Dr. Carol Horowitz’s office on the second floor of Mount Sinai’s Icahn Medical Institute overlooks NYCHA’s Carver Houses. The contrast between her office’s bright interior and the worn stone face of the public housing development is stark, but the view anchors a central aim of Horowitz’s medical career: making medicine more equitable, both within the profession and for the patients it serves.
As a physician, researcher and advocate, Horowitz has received awards from the U.S. Department of Health and Human Services, Lighthouse International, Academy for the Public’s Health and many more. Today, she divides her work life into three buckets. She is, fundamentally, a primary care doctor, and despite her growing list of titles and responsibilities, she still carves out time to see patients at Mount Sinai’s clinic on East 101st Street, as well as a researcher and advocate for culture change within the medical profession.
Much of Horowitz’s time is devoted to research geared toward improving health outcomes within underserved populations. But as a professor of population health science and policy at the Icahn School of Medicine, she isn’t looking for answers via microscopes or biopsies. Instead, she’s starting conversations.
“The approach is called community-based participatory research,” she explains. “Who am I to figure out what's going on in Harlem and take care of it by myself? The idea of community-based participatory research is that at the table with me as real partners are people from the communities, are the priority populations I'm working with.”
Depending on the project, her partners can include stakeholders ranging from pastors and community group leaders to app developers and insurance representatives.

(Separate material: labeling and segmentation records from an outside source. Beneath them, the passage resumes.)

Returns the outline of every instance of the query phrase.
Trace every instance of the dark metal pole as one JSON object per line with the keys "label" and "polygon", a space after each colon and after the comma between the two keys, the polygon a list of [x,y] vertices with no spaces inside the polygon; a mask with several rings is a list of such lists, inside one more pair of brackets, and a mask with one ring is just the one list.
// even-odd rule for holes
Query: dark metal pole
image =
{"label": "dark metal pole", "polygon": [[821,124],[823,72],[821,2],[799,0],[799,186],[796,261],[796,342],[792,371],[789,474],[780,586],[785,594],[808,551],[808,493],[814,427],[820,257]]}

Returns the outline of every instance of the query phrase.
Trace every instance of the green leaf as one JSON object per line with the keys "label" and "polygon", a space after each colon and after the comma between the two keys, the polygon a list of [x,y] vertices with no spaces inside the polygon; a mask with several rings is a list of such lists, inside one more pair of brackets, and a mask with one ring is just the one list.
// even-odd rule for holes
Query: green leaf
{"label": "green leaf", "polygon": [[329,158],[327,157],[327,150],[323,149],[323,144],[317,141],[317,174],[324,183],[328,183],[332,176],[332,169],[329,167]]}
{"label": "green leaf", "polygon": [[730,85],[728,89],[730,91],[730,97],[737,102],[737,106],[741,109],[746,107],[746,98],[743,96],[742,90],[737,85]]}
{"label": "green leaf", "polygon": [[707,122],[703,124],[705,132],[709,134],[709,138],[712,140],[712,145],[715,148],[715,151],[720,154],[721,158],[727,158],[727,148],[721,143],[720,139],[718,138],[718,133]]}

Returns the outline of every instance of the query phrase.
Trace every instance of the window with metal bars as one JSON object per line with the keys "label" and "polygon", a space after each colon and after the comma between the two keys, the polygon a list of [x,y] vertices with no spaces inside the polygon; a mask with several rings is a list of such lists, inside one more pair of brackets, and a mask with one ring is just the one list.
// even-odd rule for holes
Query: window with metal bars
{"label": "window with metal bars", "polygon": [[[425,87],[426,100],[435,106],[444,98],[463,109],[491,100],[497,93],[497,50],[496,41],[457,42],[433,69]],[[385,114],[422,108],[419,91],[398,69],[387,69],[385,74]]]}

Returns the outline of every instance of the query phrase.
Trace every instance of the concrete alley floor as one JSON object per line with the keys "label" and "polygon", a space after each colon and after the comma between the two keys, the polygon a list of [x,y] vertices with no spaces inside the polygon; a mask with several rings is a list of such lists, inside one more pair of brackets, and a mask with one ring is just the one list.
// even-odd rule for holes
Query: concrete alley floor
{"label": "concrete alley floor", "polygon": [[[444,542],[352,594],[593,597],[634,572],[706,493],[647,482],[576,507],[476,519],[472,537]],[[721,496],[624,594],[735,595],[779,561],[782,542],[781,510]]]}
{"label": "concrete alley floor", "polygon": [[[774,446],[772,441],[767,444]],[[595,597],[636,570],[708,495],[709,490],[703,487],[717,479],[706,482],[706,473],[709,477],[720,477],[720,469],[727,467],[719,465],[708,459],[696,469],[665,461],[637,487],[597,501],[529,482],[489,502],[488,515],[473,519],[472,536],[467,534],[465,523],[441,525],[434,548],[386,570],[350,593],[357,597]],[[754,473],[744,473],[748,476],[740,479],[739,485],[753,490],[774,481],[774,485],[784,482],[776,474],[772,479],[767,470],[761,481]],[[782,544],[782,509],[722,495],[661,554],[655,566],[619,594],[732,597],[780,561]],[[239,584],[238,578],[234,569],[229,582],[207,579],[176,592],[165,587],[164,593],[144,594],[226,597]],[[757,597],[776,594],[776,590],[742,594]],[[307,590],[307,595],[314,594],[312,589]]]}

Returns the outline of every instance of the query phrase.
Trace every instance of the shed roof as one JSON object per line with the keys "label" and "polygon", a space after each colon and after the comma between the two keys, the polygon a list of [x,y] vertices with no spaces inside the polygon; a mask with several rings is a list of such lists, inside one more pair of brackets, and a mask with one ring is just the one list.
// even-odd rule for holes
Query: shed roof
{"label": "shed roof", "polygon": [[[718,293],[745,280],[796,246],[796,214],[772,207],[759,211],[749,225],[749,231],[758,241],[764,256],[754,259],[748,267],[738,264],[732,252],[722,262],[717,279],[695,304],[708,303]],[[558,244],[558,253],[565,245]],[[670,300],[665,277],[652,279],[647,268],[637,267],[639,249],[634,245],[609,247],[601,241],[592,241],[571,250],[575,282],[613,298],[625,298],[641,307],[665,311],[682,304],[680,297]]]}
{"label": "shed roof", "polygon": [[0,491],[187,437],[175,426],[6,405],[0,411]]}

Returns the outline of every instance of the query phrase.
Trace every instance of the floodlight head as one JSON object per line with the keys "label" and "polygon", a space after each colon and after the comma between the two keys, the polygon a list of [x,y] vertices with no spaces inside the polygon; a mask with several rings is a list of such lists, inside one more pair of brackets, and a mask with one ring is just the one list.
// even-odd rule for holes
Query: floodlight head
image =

“Think about any problem and say, ‘Who should be around the table so we can figure out what's broken?’ We can do something about it, and if we find something that works, we can sustain it. We can find roots in the community to let it continue.”
In January, Horowitz got to witness one of her community-based initiatives materialize with the opening of an “Adult Fitness Zone” at the Carver Houses. The project brought together residents, NYCHA officials, Mount Sinai, and The Trust for Public Land to plan and construct an outdoor gym, with plans for additional programming to be provided later in the year.

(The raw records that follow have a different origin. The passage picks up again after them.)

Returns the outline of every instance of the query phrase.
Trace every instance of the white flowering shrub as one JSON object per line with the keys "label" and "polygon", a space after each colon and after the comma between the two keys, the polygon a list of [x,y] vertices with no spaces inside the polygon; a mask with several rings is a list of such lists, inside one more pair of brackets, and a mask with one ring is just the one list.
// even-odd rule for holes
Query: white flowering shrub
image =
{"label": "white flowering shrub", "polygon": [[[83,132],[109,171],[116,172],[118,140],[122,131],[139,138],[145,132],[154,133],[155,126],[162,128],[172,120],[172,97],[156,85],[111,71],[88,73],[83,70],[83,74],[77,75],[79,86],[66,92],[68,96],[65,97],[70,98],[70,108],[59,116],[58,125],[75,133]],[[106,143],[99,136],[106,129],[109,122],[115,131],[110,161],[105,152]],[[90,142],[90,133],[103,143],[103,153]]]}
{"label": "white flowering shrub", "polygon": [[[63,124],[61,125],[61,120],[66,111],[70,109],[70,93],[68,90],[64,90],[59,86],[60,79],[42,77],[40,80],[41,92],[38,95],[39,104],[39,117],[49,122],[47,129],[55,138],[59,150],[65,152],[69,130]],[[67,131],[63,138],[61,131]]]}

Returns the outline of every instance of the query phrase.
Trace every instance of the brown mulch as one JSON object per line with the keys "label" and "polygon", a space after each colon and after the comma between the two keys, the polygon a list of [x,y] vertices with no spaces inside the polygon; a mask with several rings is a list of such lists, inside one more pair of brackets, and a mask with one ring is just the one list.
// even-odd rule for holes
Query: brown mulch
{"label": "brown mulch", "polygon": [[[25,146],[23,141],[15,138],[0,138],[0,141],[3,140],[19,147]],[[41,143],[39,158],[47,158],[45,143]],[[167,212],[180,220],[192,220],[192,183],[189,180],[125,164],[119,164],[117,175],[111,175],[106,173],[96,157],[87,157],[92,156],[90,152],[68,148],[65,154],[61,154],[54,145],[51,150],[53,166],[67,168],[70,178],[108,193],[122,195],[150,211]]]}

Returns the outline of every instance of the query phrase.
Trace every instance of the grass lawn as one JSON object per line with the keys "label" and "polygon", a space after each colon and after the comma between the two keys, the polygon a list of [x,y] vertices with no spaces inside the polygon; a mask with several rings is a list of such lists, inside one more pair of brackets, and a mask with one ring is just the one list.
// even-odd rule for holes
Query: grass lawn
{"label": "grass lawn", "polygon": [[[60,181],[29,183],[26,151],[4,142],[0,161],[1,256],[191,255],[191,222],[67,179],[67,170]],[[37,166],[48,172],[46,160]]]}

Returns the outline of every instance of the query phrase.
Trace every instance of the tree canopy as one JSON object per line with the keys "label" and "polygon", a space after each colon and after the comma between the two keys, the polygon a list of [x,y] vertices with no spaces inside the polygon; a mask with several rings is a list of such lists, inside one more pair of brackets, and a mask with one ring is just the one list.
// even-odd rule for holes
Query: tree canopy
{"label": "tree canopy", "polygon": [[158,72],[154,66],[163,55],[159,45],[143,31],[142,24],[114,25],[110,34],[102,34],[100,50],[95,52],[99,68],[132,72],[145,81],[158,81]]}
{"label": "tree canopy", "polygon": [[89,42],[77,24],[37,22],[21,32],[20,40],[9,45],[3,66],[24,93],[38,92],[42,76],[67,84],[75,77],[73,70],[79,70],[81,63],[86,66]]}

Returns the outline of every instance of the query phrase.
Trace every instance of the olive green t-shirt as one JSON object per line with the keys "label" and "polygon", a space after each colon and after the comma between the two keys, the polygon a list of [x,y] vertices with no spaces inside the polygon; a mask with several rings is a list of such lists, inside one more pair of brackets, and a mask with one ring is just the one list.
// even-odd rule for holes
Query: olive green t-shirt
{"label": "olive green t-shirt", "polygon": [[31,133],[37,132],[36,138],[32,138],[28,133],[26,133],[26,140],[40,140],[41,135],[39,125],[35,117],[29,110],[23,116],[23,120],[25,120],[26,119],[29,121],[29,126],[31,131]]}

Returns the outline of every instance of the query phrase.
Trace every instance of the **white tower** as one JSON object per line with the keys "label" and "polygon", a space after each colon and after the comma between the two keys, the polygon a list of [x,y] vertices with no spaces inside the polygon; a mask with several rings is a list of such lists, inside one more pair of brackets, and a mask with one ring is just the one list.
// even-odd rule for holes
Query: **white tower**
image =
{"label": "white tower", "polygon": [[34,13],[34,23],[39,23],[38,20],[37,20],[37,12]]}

For Horowitz, the reward was in making one group feel seen. “When we had our opening, even though it was a little cold out, it was a bunch of young guys,” she recalls. “Young black men and young Latino men are not who we usually target health stuff on, and this is what I'm saying: ‘This is for you. You want this, you have this.’ So that's what's really nice.”
Horowitz’s advocacy isn’t reserved for the world outside of Mount Sinai, however. In 2019 she was appointed Dean for Gender Equity in Science and Medicine, a role she is the first to hold. As dean, her primary focuses are identifying the barriers to entry that keep minorities out of medical professions and stemming the tide of women who enter but then leave the field prematurely. It’s an administrative leadership role that has her examining pay and promotions for equity, as well as studying social forces, such as unpaid caretaking that often falls on women.

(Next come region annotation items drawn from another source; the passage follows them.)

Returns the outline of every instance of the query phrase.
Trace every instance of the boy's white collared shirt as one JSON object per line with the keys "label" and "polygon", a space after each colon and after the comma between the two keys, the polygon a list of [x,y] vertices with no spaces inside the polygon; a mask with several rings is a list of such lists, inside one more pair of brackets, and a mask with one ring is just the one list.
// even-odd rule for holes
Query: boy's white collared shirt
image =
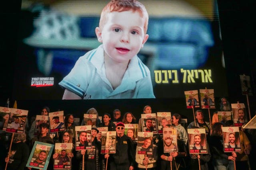
{"label": "boy's white collared shirt", "polygon": [[150,72],[137,55],[113,90],[105,70],[102,45],[88,51],[59,84],[84,99],[155,98]]}

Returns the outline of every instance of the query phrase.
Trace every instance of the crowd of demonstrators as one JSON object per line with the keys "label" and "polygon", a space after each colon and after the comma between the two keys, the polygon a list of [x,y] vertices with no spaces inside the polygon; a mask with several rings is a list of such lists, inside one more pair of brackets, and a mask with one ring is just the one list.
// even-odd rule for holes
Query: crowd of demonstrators
{"label": "crowd of demonstrators", "polygon": [[124,115],[122,122],[124,124],[136,123],[136,117],[131,112],[126,112]]}
{"label": "crowd of demonstrators", "polygon": [[99,127],[108,127],[108,131],[115,131],[116,125],[111,121],[110,115],[105,113],[103,115],[103,122],[100,124]]}
{"label": "crowd of demonstrators", "polygon": [[[143,109],[143,113],[145,114],[151,114],[152,113],[152,110],[151,109],[151,107],[150,106],[146,106],[144,107]],[[141,120],[141,118],[140,118],[139,120],[138,125],[138,131],[142,132],[142,124]]]}
{"label": "crowd of demonstrators", "polygon": [[[223,100],[221,101],[222,102],[224,101],[226,103],[227,102]],[[228,108],[227,106],[225,107]],[[44,109],[45,110],[45,108]],[[116,111],[116,109],[115,110]],[[98,114],[96,109],[94,108],[90,109],[87,113],[97,115]],[[149,106],[145,106],[143,113],[145,114],[152,113],[151,107]],[[145,155],[138,154],[137,151],[138,145],[136,141],[134,142],[134,133],[136,132],[134,129],[129,129],[127,131],[127,135],[124,133],[125,124],[138,123],[139,125],[140,124],[142,126],[142,129],[141,118],[139,122],[136,122],[136,117],[132,113],[127,112],[124,115],[122,121],[117,123],[116,125],[111,121],[110,114],[106,113],[103,115],[102,123],[92,127],[91,136],[92,149],[90,150],[75,150],[74,116],[71,114],[65,115],[65,131],[59,133],[60,135],[58,135],[58,140],[54,140],[51,137],[48,133],[49,125],[46,123],[42,123],[39,125],[39,135],[34,137],[28,141],[29,143],[26,143],[30,144],[29,146],[27,146],[26,143],[24,142],[26,141],[25,135],[15,134],[11,150],[16,150],[16,153],[13,155],[11,154],[12,152],[10,152],[11,154],[7,155],[4,160],[5,161],[4,162],[9,162],[7,169],[27,169],[27,168],[25,167],[26,164],[24,162],[26,163],[27,162],[29,151],[31,152],[36,141],[53,144],[56,142],[73,143],[72,153],[68,153],[66,150],[63,150],[60,154],[52,154],[50,156],[48,169],[52,169],[54,159],[58,158],[62,160],[62,162],[64,163],[66,162],[69,160],[71,160],[72,169],[82,170],[84,155],[84,166],[83,170],[103,170],[105,169],[106,166],[107,166],[108,170],[167,170],[170,169],[171,165],[173,170],[198,169],[199,163],[200,169],[202,170],[213,170],[214,168],[215,169],[229,170],[234,169],[234,161],[236,161],[237,169],[249,169],[248,156],[250,156],[251,153],[252,145],[247,136],[248,132],[242,128],[240,128],[239,131],[241,151],[232,152],[224,152],[222,127],[233,126],[234,122],[232,121],[227,121],[223,124],[214,122],[212,124],[212,129],[211,129],[210,123],[204,119],[203,111],[200,110],[196,111],[195,113],[196,123],[194,121],[192,121],[189,124],[188,129],[204,128],[206,129],[207,135],[206,146],[208,152],[206,154],[189,154],[188,135],[185,128],[180,124],[181,116],[177,113],[172,115],[172,125],[168,124],[166,119],[164,117],[160,120],[163,127],[172,127],[177,129],[177,143],[174,144],[172,142],[170,142],[168,139],[163,138],[162,136],[158,134],[154,134],[153,138],[145,139],[142,146],[141,149],[147,150],[149,149],[149,145],[153,144],[152,154]],[[150,120],[152,121],[150,119]],[[82,122],[83,121],[83,119]],[[146,125],[148,126],[150,131],[151,130],[150,125],[152,123],[147,123],[146,121]],[[101,133],[98,130],[97,127],[108,127],[108,131],[116,131],[117,135],[115,154],[100,153]],[[31,129],[34,129],[34,127],[30,127]],[[78,140],[84,145],[88,145],[87,132],[80,132]],[[230,140],[230,141],[235,140],[236,137],[234,135],[233,138],[234,139]],[[193,137],[195,142],[195,149],[198,148],[202,149],[200,136],[194,135]],[[159,141],[158,143],[155,142],[156,139]],[[202,140],[203,141],[202,139]],[[165,153],[164,146],[164,147],[169,147],[170,148],[177,148],[178,152]],[[41,154],[42,156],[39,156],[38,160],[36,160],[39,161],[38,163],[42,160],[40,158],[46,159],[44,157],[44,155],[45,154],[44,153],[42,152]]]}
{"label": "crowd of demonstrators", "polygon": [[[91,115],[96,115],[97,116],[96,117],[96,126],[98,127],[100,124],[100,120],[99,119],[99,115],[98,111],[94,108],[92,107],[88,109],[86,111],[86,114]],[[84,122],[84,119],[83,119],[81,123],[81,126],[84,126],[84,125],[88,125],[86,124],[86,122]]]}
{"label": "crowd of demonstrators", "polygon": [[118,109],[116,109],[113,111],[113,119],[112,121],[115,124],[120,122],[122,121],[122,118],[121,115],[121,111]]}

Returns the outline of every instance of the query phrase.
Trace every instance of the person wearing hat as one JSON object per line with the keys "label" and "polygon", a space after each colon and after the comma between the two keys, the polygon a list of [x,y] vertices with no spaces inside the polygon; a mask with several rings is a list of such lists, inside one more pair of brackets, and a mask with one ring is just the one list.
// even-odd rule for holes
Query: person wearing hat
{"label": "person wearing hat", "polygon": [[124,124],[116,123],[116,153],[106,154],[108,158],[108,167],[111,170],[133,170],[135,164],[135,152],[132,141],[124,134]]}
{"label": "person wearing hat", "polygon": [[80,160],[79,163],[79,170],[82,169],[82,155],[85,155],[84,162],[85,170],[99,170],[102,169],[102,157],[100,154],[101,149],[101,143],[99,141],[96,137],[99,130],[95,126],[92,127],[92,149],[89,150],[83,150],[78,151],[76,153],[76,158]]}
{"label": "person wearing hat", "polygon": [[25,134],[14,133],[10,154],[5,159],[8,170],[23,170],[26,167],[29,156],[28,147],[24,142],[26,137]]}

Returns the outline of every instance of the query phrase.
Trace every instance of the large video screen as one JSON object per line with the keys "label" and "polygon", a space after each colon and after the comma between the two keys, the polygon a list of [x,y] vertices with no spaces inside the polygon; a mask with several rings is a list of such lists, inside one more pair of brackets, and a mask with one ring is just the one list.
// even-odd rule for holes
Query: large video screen
{"label": "large video screen", "polygon": [[14,98],[227,96],[216,2],[139,1],[22,0]]}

In her first year, Icahn has already moved to install lactation pods and created grants to help offset costs for early-career researchers with overwhelming home demands.
For all her responsibilities, Horowitz remains grounded, as much for the “wonderful people” she collaborates with in the field as for the “unbelievable opportunity” to spearhead equity initiatives within Mount Sinai. But neither overshadow her wonder at the simple miracle of the doctor-patient relationship.
“How lucky are you that people trust you with their lives?” she asks rhetorically. “Think about it. What an honor and a privilege that is. You know, I never quite get over it.”
“How lucky are you that people trust you with their lives? What an honor and a privilege that is."